A week after its algorithms advised people to eat rocks and put glue on pizza, Google admitted Thursday that it needed to make adjustments to its bold new generative AI search feature. The episode highlights the risks of Google’s aggressive drive to commercialize generative AI—and also the treacherous and fundamental limitations of that technology.

Google’s AI Overviews feature draws on Gemini, a large language model like the one behind OpenAI’s ChatGPT, to generate written answers to some search queries by summarizing information found online. The current AI boom is built around LLMs’ impressive fluency with text, but the software can also use that facility to put a convincing gloss on untruths or errors. Using the technology to summarize online information promises can make search results easier to digest, but it is hazardous when online sources are contractionary or when people may use the information to make important decisions.

“You can get a quick snappy prototype now fairly quickly with an LLM, but to actually make it so that it doesn’t tell you to eat rocks takes a lot of work,” says Richard Socher, who made key contributions to AI for language as a researcher and, in late 2021, launched an AI-centric search engine called You.com.

Socher says wrangling LLMs takes considerable effort because the underlying technology has no real understanding of the world and because the web is riddled with untrustworthy information. “In some cases it is better to actually not just give you an answer, or to show you multiple different viewpoints,” he says.

Google’s head of search Liz Reid said in the company’s blog post late Thursday that it did extensive testing ahead of launching AI Overviews. But she added that errors like the rock eating and glue pizza examples—in which Google’s algorithms pulled information from a satirical article and jocular Reddit comment, respectively—had prompted additional changes. They include better detection of “nonsensical queries,” Google says, and making the system rely less heavily on user-generated content.

You.com routinely avoids the kinds of errors displayed by Google’s AI Overviews, Socher says, because his company developed about a dozen tricks to keep LLMs from misbehaving when used for search.

“We are more accurate because we put a lot of resources into being more accurate,” Socher says. Among other things, You.com uses a custom-built web index designed to help LLMs steer clear of incorrect information. It also selects from multiple different LLMs to answer specific queries, and it uses a citation mechanism that can explain when sources are contradictory. Still, getting AI search right is tricky. WIRED found on Friday that You.com failed to correctly answer a query that has been known to trip up other AI systems, stating that “based on the information available, there are no African nations whose names start with the letter ‘K.’” In previous tests, it had aced the query.

Google’s generative AI upgrade to its most widely used and lucrative product is part of a tech-industry-wide reboot inspired by OpenAI’s release of the chatbot ChatGPT in November 2022. A couple of months after ChatGPT debuted, Microsoft, a key partner of OpenAI, used its technology to upgrade its also-ran search engine Bing. The upgraded Bing was beset by AI-generated errors and odd behavior, but the company’s CEO, Satya Nadella, said that the move was designed to challenge Google, saying “I want people to know we made them dance.”

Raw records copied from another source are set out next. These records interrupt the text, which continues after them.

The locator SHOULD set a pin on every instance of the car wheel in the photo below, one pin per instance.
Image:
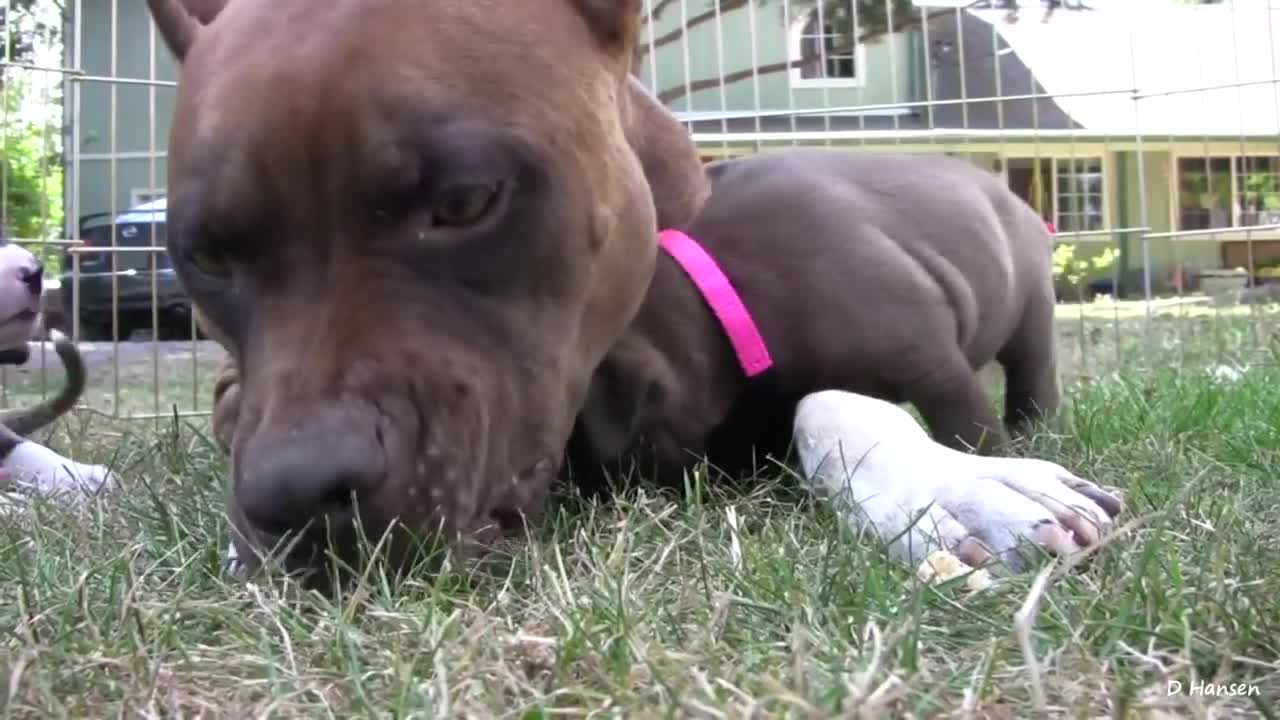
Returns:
(94, 329)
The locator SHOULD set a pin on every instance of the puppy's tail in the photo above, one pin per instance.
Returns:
(26, 420)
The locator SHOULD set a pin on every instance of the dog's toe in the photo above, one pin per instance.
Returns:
(1073, 501)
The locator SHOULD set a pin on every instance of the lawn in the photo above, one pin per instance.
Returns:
(726, 604)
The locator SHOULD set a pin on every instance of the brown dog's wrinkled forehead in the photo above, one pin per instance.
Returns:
(549, 68)
(531, 60)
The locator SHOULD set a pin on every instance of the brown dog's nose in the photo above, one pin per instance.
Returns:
(311, 474)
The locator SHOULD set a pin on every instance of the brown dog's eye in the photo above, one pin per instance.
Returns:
(210, 263)
(464, 205)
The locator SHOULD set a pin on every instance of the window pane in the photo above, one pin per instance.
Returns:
(1079, 194)
(1258, 190)
(1203, 192)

Some experts feel that Google rushed its AI upgrade. “I’m surprised they launched it as it is for as many queries—medical, financial queries—I thought they’d be more careful,” says Barry Schwartz, news editor at Search Engine Land, a publication that tracks the search industry. The company should have better anticipated that some people would intentionally try to trip up AI Overviews, he adds. “Google has to be smart about that,” Schwartz says, especially when they’re showing the results as default on their most valuable product.

Lily Ray, a search engine optimization consultant, was for a year a beta tester of the prototype that preceded AI Overviews, which Google called Search Generative Experience. She says she was unsurprised to see the errors that appeared last week given how the previous version tended to go awry. “I think it’s virtually impossible for it to always get everything right,” Ray says. “That’s the nature of AI.”

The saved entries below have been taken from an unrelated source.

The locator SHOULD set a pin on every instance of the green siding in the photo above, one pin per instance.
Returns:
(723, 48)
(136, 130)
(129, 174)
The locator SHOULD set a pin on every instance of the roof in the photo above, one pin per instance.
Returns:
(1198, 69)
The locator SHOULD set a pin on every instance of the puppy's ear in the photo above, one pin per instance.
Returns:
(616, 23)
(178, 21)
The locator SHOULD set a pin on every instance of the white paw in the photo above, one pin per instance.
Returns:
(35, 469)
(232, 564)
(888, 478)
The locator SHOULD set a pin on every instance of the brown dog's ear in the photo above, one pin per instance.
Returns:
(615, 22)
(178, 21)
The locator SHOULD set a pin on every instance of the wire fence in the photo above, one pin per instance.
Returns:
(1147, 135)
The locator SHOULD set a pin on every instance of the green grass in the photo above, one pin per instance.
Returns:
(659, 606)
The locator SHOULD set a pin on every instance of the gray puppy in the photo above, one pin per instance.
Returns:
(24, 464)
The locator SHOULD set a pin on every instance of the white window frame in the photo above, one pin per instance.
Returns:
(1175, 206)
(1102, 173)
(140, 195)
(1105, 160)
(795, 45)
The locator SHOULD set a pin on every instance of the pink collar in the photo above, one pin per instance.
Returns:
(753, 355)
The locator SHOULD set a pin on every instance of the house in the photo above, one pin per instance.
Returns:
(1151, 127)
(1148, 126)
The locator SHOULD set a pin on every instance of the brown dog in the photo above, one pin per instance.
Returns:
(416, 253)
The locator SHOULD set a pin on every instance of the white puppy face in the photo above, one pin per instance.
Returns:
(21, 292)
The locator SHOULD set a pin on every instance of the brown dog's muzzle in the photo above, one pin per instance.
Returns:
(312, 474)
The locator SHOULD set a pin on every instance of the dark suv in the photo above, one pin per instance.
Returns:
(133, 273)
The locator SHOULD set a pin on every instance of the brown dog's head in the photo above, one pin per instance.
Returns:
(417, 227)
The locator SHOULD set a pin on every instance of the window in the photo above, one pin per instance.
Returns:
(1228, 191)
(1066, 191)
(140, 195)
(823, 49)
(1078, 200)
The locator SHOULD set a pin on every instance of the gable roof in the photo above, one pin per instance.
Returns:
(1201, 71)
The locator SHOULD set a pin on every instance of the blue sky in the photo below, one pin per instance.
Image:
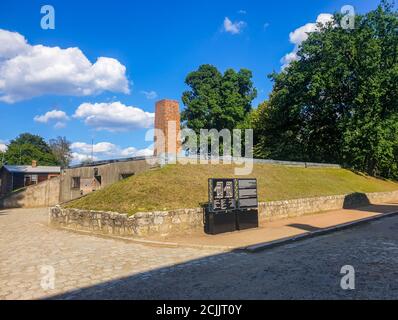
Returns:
(153, 45)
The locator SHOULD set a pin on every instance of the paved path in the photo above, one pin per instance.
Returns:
(111, 269)
(29, 249)
(284, 228)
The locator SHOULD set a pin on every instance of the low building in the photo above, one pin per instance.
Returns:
(17, 177)
(80, 180)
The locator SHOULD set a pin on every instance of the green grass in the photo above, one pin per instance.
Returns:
(185, 186)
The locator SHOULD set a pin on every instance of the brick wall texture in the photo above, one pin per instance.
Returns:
(167, 119)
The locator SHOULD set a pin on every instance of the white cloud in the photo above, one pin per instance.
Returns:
(298, 36)
(114, 116)
(57, 116)
(52, 115)
(233, 27)
(150, 95)
(3, 147)
(82, 151)
(27, 71)
(59, 125)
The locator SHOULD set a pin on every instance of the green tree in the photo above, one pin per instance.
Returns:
(215, 100)
(60, 147)
(27, 147)
(339, 101)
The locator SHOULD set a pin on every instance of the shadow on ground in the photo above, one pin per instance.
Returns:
(304, 270)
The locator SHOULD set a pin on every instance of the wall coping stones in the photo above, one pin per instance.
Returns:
(183, 221)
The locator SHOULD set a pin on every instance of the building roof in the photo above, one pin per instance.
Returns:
(30, 169)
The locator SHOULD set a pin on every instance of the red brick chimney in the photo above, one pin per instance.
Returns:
(167, 119)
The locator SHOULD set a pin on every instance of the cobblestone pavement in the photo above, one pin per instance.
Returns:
(110, 269)
(29, 249)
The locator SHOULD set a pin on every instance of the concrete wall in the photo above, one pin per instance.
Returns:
(43, 194)
(184, 221)
(110, 173)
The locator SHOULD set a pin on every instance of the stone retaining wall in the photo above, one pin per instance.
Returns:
(184, 221)
(43, 194)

Even if blatant errors like suggesting people eat rocks become less common, AI search can fail in other ways. Ray has documented more subtle problems with AI Overviews, including summaries that sometimes draw on poor sources such as sites that are from another region or even defunct websites—something she says could provide less useful information to users who are hunting for product recommendations, for instance. Those who work on optimizing content for Google’s Search algorithm are still trying to understand what’s going on. “Within our industry right now, the level of confusion is on the charts,” she says.

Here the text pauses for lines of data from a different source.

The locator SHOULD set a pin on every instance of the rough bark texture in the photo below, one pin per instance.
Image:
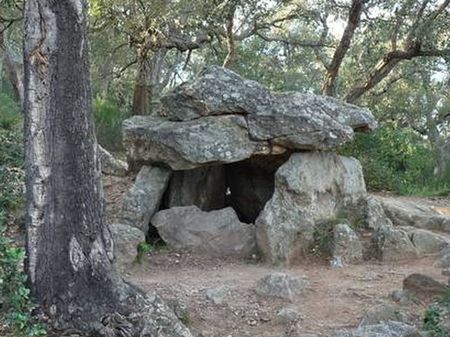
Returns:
(69, 248)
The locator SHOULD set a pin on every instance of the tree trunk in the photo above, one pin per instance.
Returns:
(69, 249)
(142, 94)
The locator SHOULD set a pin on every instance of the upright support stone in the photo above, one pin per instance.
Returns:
(144, 197)
(309, 187)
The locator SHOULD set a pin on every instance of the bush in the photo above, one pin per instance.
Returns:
(397, 160)
(108, 121)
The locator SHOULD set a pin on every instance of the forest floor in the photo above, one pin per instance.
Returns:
(336, 298)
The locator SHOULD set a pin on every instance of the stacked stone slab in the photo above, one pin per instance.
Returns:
(231, 142)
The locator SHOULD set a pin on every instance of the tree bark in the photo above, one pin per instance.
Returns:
(69, 248)
(142, 94)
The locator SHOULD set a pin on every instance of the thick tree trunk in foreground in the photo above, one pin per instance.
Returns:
(69, 249)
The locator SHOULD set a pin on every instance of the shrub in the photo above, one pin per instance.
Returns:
(108, 121)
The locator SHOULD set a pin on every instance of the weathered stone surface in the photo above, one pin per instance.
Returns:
(144, 197)
(384, 313)
(309, 187)
(394, 244)
(111, 165)
(187, 145)
(203, 187)
(346, 244)
(386, 329)
(424, 286)
(223, 118)
(217, 232)
(375, 214)
(126, 239)
(251, 184)
(413, 213)
(220, 91)
(281, 285)
(427, 242)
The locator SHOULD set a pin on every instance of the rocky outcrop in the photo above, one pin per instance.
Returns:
(144, 197)
(222, 118)
(111, 165)
(309, 187)
(217, 232)
(204, 187)
(404, 212)
(346, 244)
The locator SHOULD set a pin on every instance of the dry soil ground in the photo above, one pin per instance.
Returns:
(336, 298)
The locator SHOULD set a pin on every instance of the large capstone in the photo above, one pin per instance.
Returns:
(309, 188)
(222, 118)
(218, 232)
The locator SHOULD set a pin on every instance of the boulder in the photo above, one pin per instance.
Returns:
(346, 244)
(427, 242)
(126, 240)
(203, 187)
(394, 244)
(310, 187)
(281, 285)
(144, 197)
(217, 232)
(188, 145)
(423, 286)
(222, 118)
(375, 214)
(415, 213)
(111, 165)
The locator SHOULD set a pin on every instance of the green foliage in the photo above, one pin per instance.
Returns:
(108, 122)
(15, 304)
(396, 159)
(432, 322)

Even if industry experts and consumers get more familiar with how the new Google search behaves, don’t expect it to stop making mistakes. Daniel Griffin, a search consultant and researcher who is developing tools to make it easy to compare different AI-powered search services, says that Google faced similar problems when it launched Featured Snippets, which answered queries with text quoted from websites, in 2014.

Griffin says he expects Google to iron out some of the most glaring problems with AI Overviews, but that it’s important to remember no one has solved the problem of LLMs failing to grasp what is true, or their tendency to fabricate information. “It’s not just a problem with AI,” he says. “It’s the web, it’s the world. There’s not really a truth, necessarily.”